Kramrisch died on August 31, 1993, at her home in Philadelphia, Pennsylvania.

==Awards and honors==
Kramrisch received worldwide recognition for her many achievements, including honorary degrees from Visvabharati University (1974) and from the University of Pennsylvania (1981). At a ceremony held at the Philadelphia Museum of Art in 1979, Kramrisch was given the Austrian Cross of Honor for Science and Art, and in 1985 she received the Charles Lang Freer Medal for her contribution to the "understanding of Oriental civilization as reflected in their arts." Perhaps the most telling statement of Kramrisch's life's work came in 1982 when the Indian government presented her with its highest civilian honor of Padma Bhushan. Kramrisch received the honor for "stimulating a renewed interest not only in the artistic heritage of India but also in its underlying philosophies and world view."

==Legacy==
At the time of her death, Kramrisch left a bequest of 25 works to the Philadelphia Museum of Art. She also donated her papers to the museum, which in many ways form the greatest scope of her legacy. The Stella Kramrisch papers house her correspondence, writings and other research materials from 1921 to 1999, and contain information about the art objects in Kramrisch's personal collection. In addition, Kramrisch's curatorial position was officially re-titled as the Stella Kramrisch Curator at the Philadelphia Museum of Art, a position which still exists today. As noted in the Philadelphia Museum of Art's published memorial, Kramrisch's writings were even more far-reaching as many of her books continue to be used in universities around the world.

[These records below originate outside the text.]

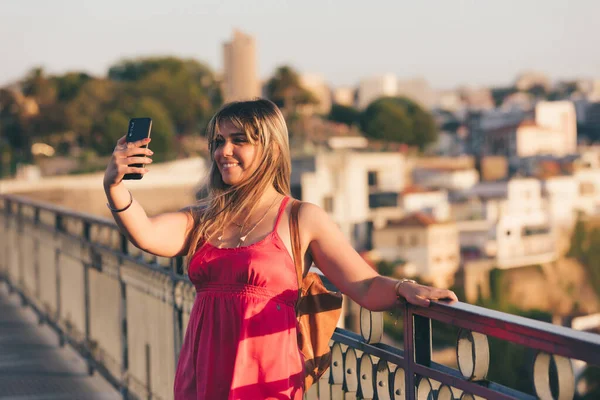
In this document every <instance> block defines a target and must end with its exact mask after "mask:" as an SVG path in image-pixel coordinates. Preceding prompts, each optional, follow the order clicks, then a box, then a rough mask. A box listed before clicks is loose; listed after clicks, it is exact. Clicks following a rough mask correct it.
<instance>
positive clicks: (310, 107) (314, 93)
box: [300, 74, 331, 115]
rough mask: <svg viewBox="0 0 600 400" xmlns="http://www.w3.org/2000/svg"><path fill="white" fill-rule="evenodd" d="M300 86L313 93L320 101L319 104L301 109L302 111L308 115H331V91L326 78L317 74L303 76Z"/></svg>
mask: <svg viewBox="0 0 600 400" xmlns="http://www.w3.org/2000/svg"><path fill="white" fill-rule="evenodd" d="M300 85H302V87H303V88H304V89H306V90H308V91H309V92H311V93H312V94H313V95H314V96H315V98H316V99H317V101H318V104H315V105H312V104H311V105H306V106H303V107H301V108H302V111H303V112H305V113H307V114H313V113H317V114H321V115H326V114H329V111H330V110H331V90H330V89H329V85H327V82H326V81H325V78H323V77H322V76H321V75H316V74H301V75H300Z"/></svg>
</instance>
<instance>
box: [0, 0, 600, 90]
mask: <svg viewBox="0 0 600 400" xmlns="http://www.w3.org/2000/svg"><path fill="white" fill-rule="evenodd" d="M599 18H600V0H408V1H406V0H390V1H381V0H367V1H358V0H345V1H344V0H161V1H156V0H94V1H90V0H54V1H49V0H0V54H1V58H0V60H1V61H0V85H4V84H6V83H9V82H12V81H14V80H15V79H17V78H21V77H22V76H23V75H24V74H25V73H26V72H27V71H28V70H30V69H31V68H33V67H35V66H43V67H44V68H45V69H46V70H47V71H49V72H50V73H63V72H66V71H76V70H79V71H86V72H88V73H91V74H93V75H97V76H104V75H106V73H107V71H108V67H109V66H110V65H112V64H114V63H115V62H117V61H119V60H120V59H122V58H125V57H127V58H129V57H135V56H148V55H175V56H180V57H186V58H187V57H191V58H194V59H197V60H200V61H203V62H205V63H207V64H208V65H209V66H210V67H211V68H212V69H213V70H216V71H219V70H221V68H222V64H223V62H222V43H223V42H224V41H227V40H229V39H230V37H231V34H232V30H233V29H234V28H239V29H240V30H242V31H244V32H246V33H249V34H251V35H253V36H254V37H255V38H256V40H257V46H258V63H259V65H258V68H259V72H260V77H261V78H263V79H264V78H267V77H269V76H270V75H271V74H272V72H273V71H274V69H275V68H276V67H277V66H279V65H283V64H289V65H291V66H292V67H294V68H296V69H297V70H299V71H300V72H306V73H317V74H321V75H322V76H323V77H324V78H325V79H326V80H327V81H328V82H329V83H330V84H331V85H333V86H342V85H356V84H357V83H358V82H359V80H360V79H361V78H363V77H367V76H371V75H376V74H382V73H387V72H391V73H394V74H396V75H398V76H399V77H401V78H402V77H406V78H410V77H416V76H419V77H424V78H425V79H427V80H428V81H429V82H430V84H431V85H432V86H433V87H436V88H451V87H455V86H458V85H463V84H470V85H482V84H483V85H508V84H510V83H512V81H513V80H514V78H515V76H516V75H517V73H518V72H520V71H523V70H541V71H544V72H546V73H547V74H548V75H549V76H550V77H551V78H552V79H571V78H577V77H583V78H589V77H596V78H600V49H599V47H600V46H599V45H600V28H599V27H600V22H599Z"/></svg>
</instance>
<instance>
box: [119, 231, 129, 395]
mask: <svg viewBox="0 0 600 400" xmlns="http://www.w3.org/2000/svg"><path fill="white" fill-rule="evenodd" d="M121 238H122V239H124V238H125V237H124V236H121ZM122 243H123V242H121V244H122ZM126 247H127V246H125V249H126ZM121 269H122V265H119V288H120V294H121V296H120V301H119V319H120V320H121V323H120V326H121V360H122V364H121V388H120V391H121V396H123V398H124V399H127V398H128V397H129V387H128V383H129V382H128V377H127V375H128V373H129V345H128V340H127V285H126V284H125V282H124V281H123V275H122V271H121Z"/></svg>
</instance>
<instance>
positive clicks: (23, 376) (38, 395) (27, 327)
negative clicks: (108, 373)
mask: <svg viewBox="0 0 600 400" xmlns="http://www.w3.org/2000/svg"><path fill="white" fill-rule="evenodd" d="M120 398H121V396H120V395H119V393H118V391H117V390H116V389H114V388H113V387H112V386H111V385H110V384H109V383H108V382H106V381H105V380H104V379H103V378H102V377H101V376H99V375H98V374H94V375H92V376H90V375H88V374H87V367H86V363H85V361H84V360H83V358H82V357H80V356H79V355H78V354H77V352H76V351H75V350H73V349H72V348H70V347H69V346H68V345H66V346H64V347H62V348H61V347H60V346H59V342H58V336H57V335H56V333H55V332H54V331H53V330H52V329H51V328H50V327H48V326H46V325H39V324H38V321H37V317H36V315H35V313H34V312H33V311H32V310H31V309H29V308H27V307H21V305H20V299H19V297H18V296H17V295H16V294H9V292H8V288H7V286H6V284H5V283H4V282H1V281H0V399H2V400H4V399H11V400H42V399H43V400H45V399H48V400H50V399H52V400H55V399H61V400H63V399H69V400H71V399H77V400H79V399H81V400H96V399H98V400H99V399H102V400H116V399H120Z"/></svg>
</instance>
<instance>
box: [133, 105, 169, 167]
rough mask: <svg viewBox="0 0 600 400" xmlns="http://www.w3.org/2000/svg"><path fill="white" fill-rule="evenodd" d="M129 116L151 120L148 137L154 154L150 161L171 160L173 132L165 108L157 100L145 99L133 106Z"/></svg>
mask: <svg viewBox="0 0 600 400" xmlns="http://www.w3.org/2000/svg"><path fill="white" fill-rule="evenodd" d="M131 115H132V116H134V115H135V116H139V117H151V118H152V133H151V135H150V137H151V138H152V142H151V143H150V147H151V148H152V151H153V152H154V155H153V156H152V159H153V160H155V161H167V160H171V159H173V157H174V155H175V154H174V153H175V132H174V126H173V121H172V120H171V118H170V117H169V113H168V111H167V110H166V108H165V107H163V105H162V104H161V103H160V102H158V101H157V100H155V99H153V98H148V97H146V98H142V99H140V100H139V101H137V102H136V103H135V104H134V105H133V107H132V110H131ZM126 126H127V125H126Z"/></svg>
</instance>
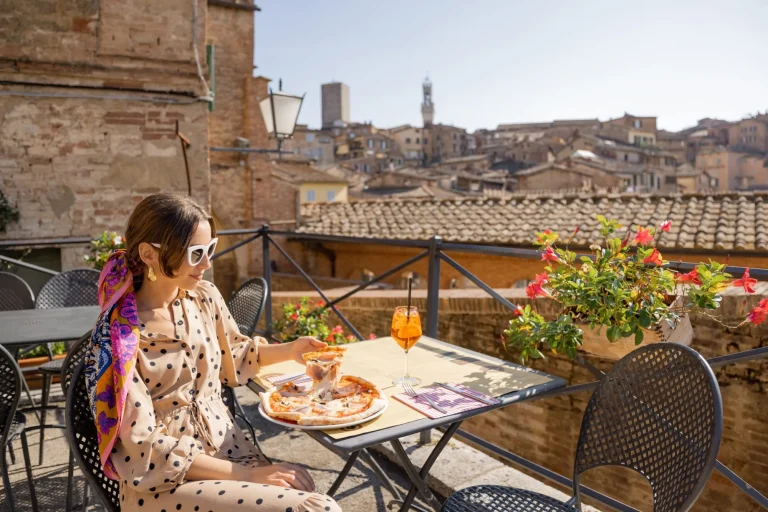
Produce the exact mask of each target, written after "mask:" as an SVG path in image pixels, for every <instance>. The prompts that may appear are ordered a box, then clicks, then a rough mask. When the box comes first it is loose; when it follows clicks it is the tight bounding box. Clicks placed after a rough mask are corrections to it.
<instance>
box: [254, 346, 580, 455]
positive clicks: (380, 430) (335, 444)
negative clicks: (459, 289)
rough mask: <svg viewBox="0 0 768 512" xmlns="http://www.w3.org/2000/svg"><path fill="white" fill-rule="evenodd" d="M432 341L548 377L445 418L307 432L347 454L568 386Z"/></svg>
mask: <svg viewBox="0 0 768 512" xmlns="http://www.w3.org/2000/svg"><path fill="white" fill-rule="evenodd" d="M422 339H423V338H422ZM377 341H379V340H372V341H361V342H358V343H355V344H354V345H357V346H359V347H361V348H362V347H365V344H368V343H375V342H377ZM429 342H430V344H431V345H433V346H437V347H440V348H442V349H444V350H446V351H450V352H451V353H456V354H458V355H461V356H464V357H473V358H477V359H480V360H482V361H484V362H490V363H495V364H497V365H499V366H503V367H505V368H506V369H508V370H513V371H514V370H518V371H520V372H521V374H522V373H523V372H526V373H534V374H537V375H538V376H541V377H545V379H541V382H540V383H538V384H535V385H533V386H530V387H526V388H525V389H521V390H518V391H512V392H509V393H506V394H503V395H500V396H497V397H496V398H497V399H498V400H499V403H498V404H496V405H489V406H486V407H481V408H478V409H473V410H471V411H466V412H462V413H458V414H453V415H450V416H444V417H442V418H436V419H430V418H428V417H426V416H423V415H419V419H416V420H415V421H410V422H408V423H403V424H400V425H395V426H391V427H385V428H383V429H380V430H375V431H372V432H364V433H361V434H359V435H353V436H351V437H345V438H342V439H334V438H333V437H331V436H330V435H328V434H327V433H325V432H323V431H319V430H318V431H306V433H307V435H309V436H311V437H312V438H314V439H315V440H316V441H318V442H319V443H320V444H321V445H323V446H324V447H325V448H327V449H329V450H331V451H333V452H335V453H337V454H346V453H349V452H354V451H358V450H361V449H363V448H367V447H369V446H374V445H377V444H381V443H385V442H388V441H391V440H393V439H399V438H402V437H405V436H408V435H410V434H415V433H418V432H422V431H424V430H429V429H434V428H439V427H443V426H446V425H449V424H451V423H454V422H456V421H462V420H464V419H467V418H471V417H473V416H478V415H480V414H483V413H486V412H488V411H492V410H494V409H499V408H501V407H505V406H507V405H510V404H512V403H515V402H521V401H523V400H526V399H529V398H532V397H534V396H536V395H540V394H542V393H545V392H547V391H551V390H554V389H559V388H562V387H565V385H566V381H565V380H563V379H561V378H560V377H556V376H554V375H549V374H547V373H544V372H539V371H537V370H532V369H530V368H525V367H522V366H519V365H516V364H513V363H510V362H508V361H504V360H501V359H498V358H495V357H491V356H488V355H485V354H481V353H478V352H475V351H473V350H469V349H466V348H463V347H459V346H456V345H452V344H450V343H445V342H441V341H438V340H433V339H429ZM392 343H394V342H392ZM420 343H421V342H420ZM361 377H365V376H364V375H361ZM422 384H429V382H423V383H422ZM248 387H249V388H250V389H251V390H252V391H255V392H261V391H264V389H263V388H262V387H261V386H259V384H258V383H256V382H254V381H251V382H250V383H249V384H248ZM392 400H394V399H392V398H390V401H392ZM390 403H391V402H390ZM353 428H354V427H353Z"/></svg>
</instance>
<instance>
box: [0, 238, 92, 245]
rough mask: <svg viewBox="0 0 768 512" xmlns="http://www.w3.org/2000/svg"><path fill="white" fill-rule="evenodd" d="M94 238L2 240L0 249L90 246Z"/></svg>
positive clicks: (63, 238)
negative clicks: (38, 246)
mask: <svg viewBox="0 0 768 512" xmlns="http://www.w3.org/2000/svg"><path fill="white" fill-rule="evenodd" d="M91 240H93V238H91V237H85V236H79V237H68V238H30V239H29V240H0V247H26V246H29V245H78V244H90V243H91Z"/></svg>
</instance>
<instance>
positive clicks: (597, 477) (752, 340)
mask: <svg viewBox="0 0 768 512" xmlns="http://www.w3.org/2000/svg"><path fill="white" fill-rule="evenodd" d="M759 286H760V287H761V289H759V290H758V292H759V294H758V295H759V296H751V297H749V298H745V297H744V296H742V295H738V294H735V295H726V297H725V298H724V301H723V307H722V310H721V312H720V313H719V314H720V315H722V318H723V319H724V320H727V321H730V322H731V323H737V318H739V317H740V316H741V315H742V313H743V312H744V311H746V309H747V308H748V307H749V306H750V305H752V304H755V303H757V301H758V300H759V299H760V298H761V296H760V295H761V294H765V293H766V292H768V286H767V285H765V284H763V283H761V284H760V285H759ZM498 291H500V292H501V293H502V294H503V295H504V296H506V297H508V298H509V299H510V300H512V301H514V302H520V303H524V302H526V300H527V299H524V293H523V292H522V290H498ZM734 291H736V290H734V289H731V290H729V291H728V293H731V292H734ZM329 294H330V296H331V297H333V296H338V295H340V293H337V292H329ZM440 294H441V296H440V309H439V311H440V314H439V321H438V337H439V338H440V339H442V340H444V341H448V342H450V343H454V344H456V345H460V346H464V347H467V348H470V349H472V350H477V351H479V352H483V353H488V354H491V355H494V356H497V357H502V358H506V359H511V360H514V358H512V357H511V356H510V355H508V354H506V353H505V351H504V350H503V348H502V346H501V344H500V342H499V335H500V334H501V332H502V330H503V329H504V328H505V326H506V325H507V323H508V320H509V312H508V311H507V310H506V309H504V308H503V306H501V305H500V304H498V303H496V302H495V301H493V300H492V299H489V298H486V297H485V296H484V293H483V292H482V291H480V290H441V292H440ZM301 295H310V296H312V297H316V294H310V293H296V292H279V293H276V294H275V296H274V297H273V311H274V313H273V314H274V317H275V318H277V317H278V315H279V314H280V309H279V308H280V306H281V305H282V304H283V303H294V302H296V301H297V299H298V298H299V297H300V296H301ZM413 300H414V304H415V305H416V306H417V307H419V308H420V309H422V311H423V308H425V307H426V293H425V291H423V290H419V291H416V292H414V299H413ZM404 301H405V294H404V293H403V292H402V291H372V292H362V293H361V294H360V296H355V297H353V298H351V299H348V300H346V301H344V302H343V303H342V304H341V306H340V309H341V311H342V313H343V314H345V315H346V316H347V318H349V320H350V321H351V322H352V323H353V325H355V326H356V327H357V328H358V329H359V330H360V331H361V333H363V334H364V335H367V334H368V333H369V332H374V333H377V334H379V335H384V334H386V333H388V332H389V322H390V320H391V316H392V310H393V308H394V307H395V306H397V305H401V304H402V303H403V302H404ZM745 302H746V303H747V304H745ZM538 306H539V307H540V309H541V310H542V311H543V312H544V313H545V314H552V313H553V312H554V309H553V304H552V303H551V302H549V303H548V302H543V301H540V303H539V304H538ZM425 316H427V315H425ZM335 320H336V319H332V320H331V321H332V322H335ZM692 320H693V325H694V330H695V336H696V338H695V340H694V343H693V346H694V348H696V349H697V350H699V351H700V352H701V353H702V354H703V355H704V356H705V357H713V356H718V355H724V354H727V353H730V352H735V351H737V350H738V351H741V350H748V349H752V348H757V347H759V346H761V345H763V344H764V341H763V340H765V339H768V326H762V327H744V328H741V329H739V330H737V331H733V330H729V329H724V328H723V327H722V326H721V325H719V324H717V323H715V322H714V321H713V320H711V319H708V318H706V317H703V316H696V317H694V318H693V319H692ZM588 359H589V360H590V361H591V362H592V363H593V364H595V365H596V366H598V367H599V368H601V369H607V368H609V367H610V364H611V363H610V362H608V361H605V360H601V359H599V358H596V357H592V356H589V357H588ZM534 366H535V367H536V368H538V369H540V370H543V371H546V372H549V373H552V374H555V375H559V376H560V377H563V378H565V379H566V380H568V382H569V383H570V384H578V383H583V382H589V381H591V380H593V379H592V377H591V375H590V374H589V373H588V372H587V370H585V369H583V368H582V367H580V366H578V365H575V364H573V363H571V362H570V361H569V360H567V359H565V358H563V357H559V356H553V355H548V356H547V359H546V360H545V361H542V362H537V363H536V364H535V365H534ZM717 376H718V380H719V382H720V385H721V392H722V396H723V406H724V417H725V422H724V425H725V426H724V432H723V439H722V443H721V447H720V453H719V457H718V459H719V460H720V461H721V462H723V463H724V464H725V465H727V466H728V467H730V468H731V469H733V470H734V471H736V472H737V473H738V474H739V475H740V476H741V477H742V478H744V479H745V480H746V481H747V482H749V483H750V484H752V485H754V486H755V488H756V489H757V490H758V491H760V492H762V493H764V494H765V493H766V492H768V456H766V453H768V409H766V407H765V403H766V399H767V398H768V396H766V395H768V360H766V359H763V360H762V361H758V362H753V363H749V364H743V365H733V366H729V367H727V368H725V369H722V370H719V371H718V372H717ZM588 400H589V394H588V393H585V394H580V395H572V396H568V397H558V398H549V399H545V400H539V401H534V402H524V403H521V404H517V405H515V406H511V407H508V408H506V409H503V410H500V411H496V412H493V413H488V414H484V415H482V416H480V417H478V418H476V419H473V420H471V421H467V422H465V423H464V424H463V426H462V428H464V429H466V430H468V431H470V432H472V433H474V434H477V435H480V436H481V437H483V438H485V439H487V440H489V441H492V442H493V443H495V444H497V445H499V446H502V447H504V448H506V449H508V450H510V451H513V452H515V453H517V454H519V455H522V456H524V457H526V458H528V459H530V460H532V461H534V462H536V463H538V464H541V465H543V466H545V467H547V468H549V469H552V470H554V471H557V472H559V473H561V474H563V475H569V476H570V475H571V474H572V471H573V460H574V450H575V447H576V442H577V438H578V432H579V427H580V423H581V418H582V415H583V412H584V409H585V407H586V403H587V401H588ZM582 482H583V483H584V484H585V485H588V486H590V487H593V488H595V489H597V490H599V491H601V492H604V493H606V494H608V495H610V496H613V497H616V498H619V499H621V500H622V501H625V502H626V503H628V504H630V505H632V506H634V507H636V508H639V509H640V510H650V509H651V501H650V487H649V485H648V483H647V482H646V481H645V480H644V479H643V478H642V477H641V476H640V475H637V474H635V473H633V472H632V471H630V470H627V469H624V468H600V469H596V470H593V471H591V472H589V473H587V474H585V475H584V477H583V480H582ZM500 483H502V484H503V482H500ZM693 510H701V511H704V510H708V511H725V510H729V511H730V510H733V511H735V510H738V511H757V510H761V509H760V507H759V506H757V505H756V504H755V503H754V502H753V501H751V500H750V499H749V498H747V497H746V495H744V494H743V493H741V492H740V491H739V490H738V489H737V488H736V487H735V486H734V485H733V484H731V483H730V482H729V481H727V480H726V479H725V478H724V477H722V476H720V475H719V474H717V473H713V476H712V477H711V479H710V481H709V482H708V484H707V487H706V489H705V491H704V493H703V495H702V497H701V498H700V499H699V501H698V502H697V504H696V505H695V506H694V508H693Z"/></svg>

== Selected bibliography ==
- Grundzüge der Indischen Kunst. Avalun Verlag, 1924.
- The Visnudharmottaram: A Treatise on Indian Painting and Image-Making. Calcutta University Press, 1928.
- "Indische Kunst", in: Handbuch der Kunstgeschichte, hg. v. Anton Springer. Alfred Kröner Verlag, 1929.
- Indian Sculpture. The Heritage of India Series. Oxford University Press, 1933.
- The Hindu Temple. 2 Bd. University of Calcutta, 1946.
- Unknown India: Ritual Art in Tribe and Village. Philadelphia Museum of Art, 1968.
- Presence of Śiva. Princeton University Press, 1981.